Article 1: Our March to Washington, Part 1 (in Theodore A Civil War Narrative Aborted by Death )
THROUGH THE CITY
AT three o'clock in the afternoon of Friday, April 19, we took our peacemaker, a neat twelve-pound brass howitzer, down from the Seventh Regiment Armory, and stationed it in the rear of the building. The twin peacemaker is somewhere near us, but entirely hidden by this enormous crowd.
An enormous crowd! of both sexes, of every age and condition. The men offer all kinds of truculent and patriotic hopes; the women shed tears, and say, "God bless you, boys!"
This is a part of the town, where baddish cigars prevail. But good or bad, I am ordered to keep all away from the gun.
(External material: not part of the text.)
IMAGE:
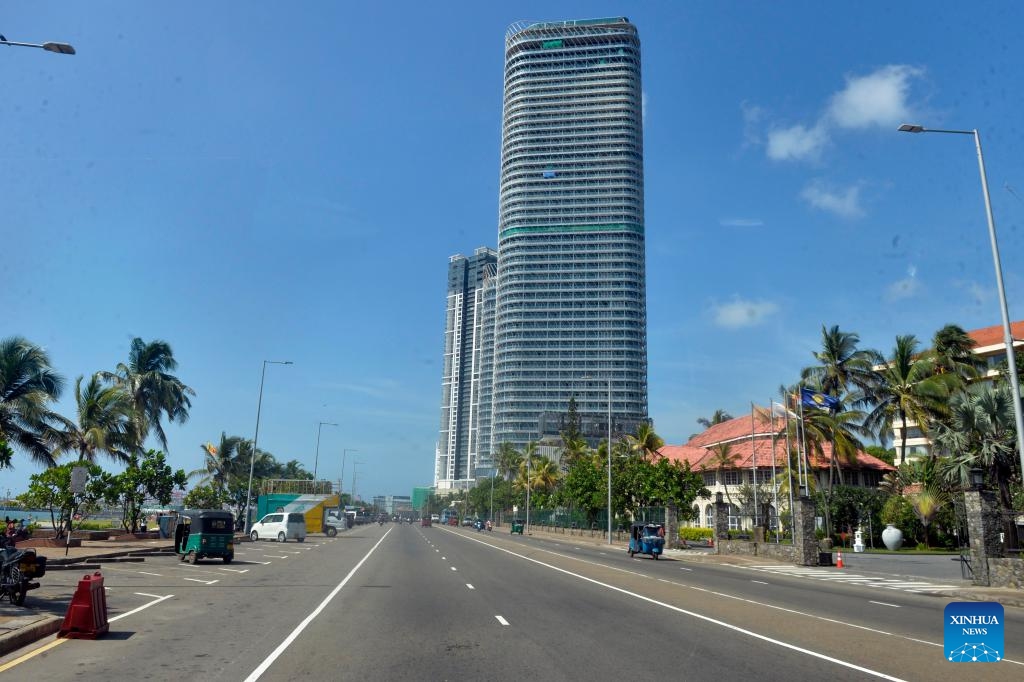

So the throng stands back, peers curiously over the heads of its junior members, and seems to be taking the measure of my coffin.
After a patient hour of this, the word is given, we fall in, our two guns find their places at the right of the line of march, we move on through the thickening crowd.
At a great house on the left, as we pass the Astor Library, I see a handkerchief waving for me. Yes! it is she who made the sandwiches in my knapsack. They were a trifle too thick, as I afterwards discovered, but otherwise perfection. Be these my thanks and the thanks of hungry comrades who had bites of them!